Part 6

568 55 62
                                    

Ertesi gün, sabah 6.

"Ya eminim diyorum kızım kesin benden hoşlandı!"

"Hm hm eminim..." Ece uyukladığı yerden mırıldanarak Lara'ya cevap veriyordu. Saat henüz sabahın 6'sıydı ve arkadaşı hâlâ uyumamıştı.

"Ay ne giysem ki?"

"Gelinlikle gitsem ayıp mı olur..."

"Hm hm.."

"Bencede!"

"En iyisi mezuniyette giyeceğim elbiseyi giymek..."

"Hm hm..."

"Aynen. Oldu o zamaan hadi ben kaçtım biraz uyuyayım artık. Sonuçta gelecekteki kocamla ilk buluşmamıza mor göz altları ile gitmek istemem. İyi geceler aşkım!"

Lara sakince odadan çıktı ve kendi odasına gitti. Eğer bu sefer, her sabah düzenli bir şekilde sabahın köründe dışarıda son ses Candy Crush oynayan birisi olmazsa, rahatça uyuyabilirdi...

●'▪°◇"*_♧~

Saat 13.21

"Dikkat! Tüm uyuyan arkadaşlarımızın uyanması için son çağrı! Eğer bu çağrıyı da görmezden gelip uyumaya devam eden öküzler olursa hayallerinin gerçekleşme fırsatını kaçıracaklar!!"

Daha henüz uykuya dalan kız duyduklarını anlamlandıramamıştı.

"Hm ne?" Kafasını zorla yastıktan kaldıran Lara uykulu gözlerle saate baktı.

"Bir buçuk..?"

"Sonunda! Hadi çabuk kalk şuradan geç kalacaksın."

"Ece?"

"Hadi aşkım hadi ne diyorum iki saattir?"

"Ne?"

Ece arkadaşının kolundan tutup yataktan kaldırmaya çalışıyordu.

"Geç kalacaksın."

"Neye?"

"Buluşmana!"

"Ne?"

Dındındııınnnn!!!

Her şey genç kızın aklına algılayabileceğinden çok daha hızlı gelmeye başlamıştı.

"Buluşmamız kaçta?"

"2'de. Hazırlanman için yarım saatin var. Kısacası imkansızı başarman gerekiyor." Ece gıcık olduğunu bildiği bir gülümseme sunmuştu arkadaşına.

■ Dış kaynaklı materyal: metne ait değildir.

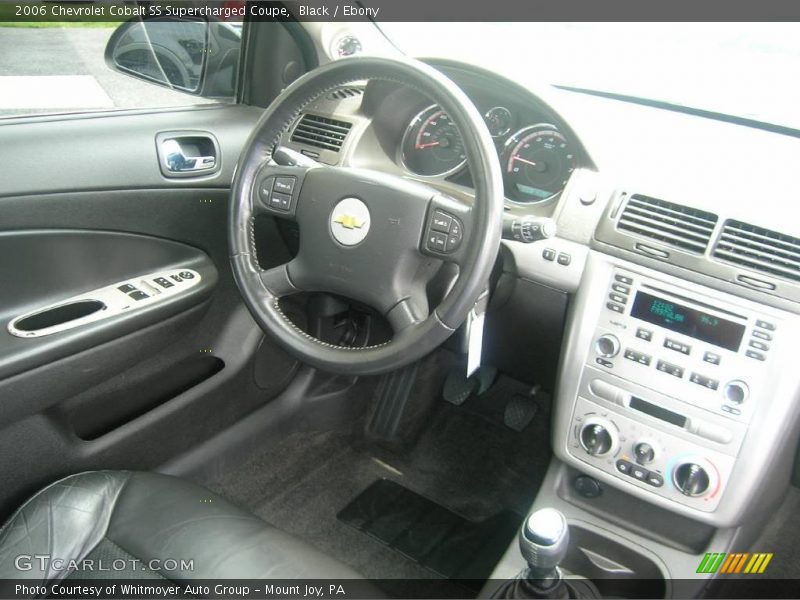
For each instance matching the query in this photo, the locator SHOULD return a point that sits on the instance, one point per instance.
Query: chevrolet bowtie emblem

"Başaralım o halde..." Genç kız koşarak banyoya gidip işlerini halletmeye başlamıştı bile.

"İyi şanslar..."

'●~°•◇

Yaklaşık 15 dakika sonra sonunda giyinmeye başlayan Lara'nın zamanı gittikçe daralıyordu.
Genç kız çabucak üstüne bir şeyler geçirdikten sonra saçını yapmaya başlamıştı.
Ve tam zamanında hazırlanıp evden çıkmayı başardı.

Koşar adımlarla parkın karşısındaki kafeye giden genç kızın gözleri her yerde onu aramıştı. Ama yoktu... Sanırım bu iyi haberdi çünkü geç kalmamıştı. Gidip kafenin herhangi bir masasına oturdu. Aradan geçen her dakika onun daha da çok heyecanlanmasına sebep oluyordu.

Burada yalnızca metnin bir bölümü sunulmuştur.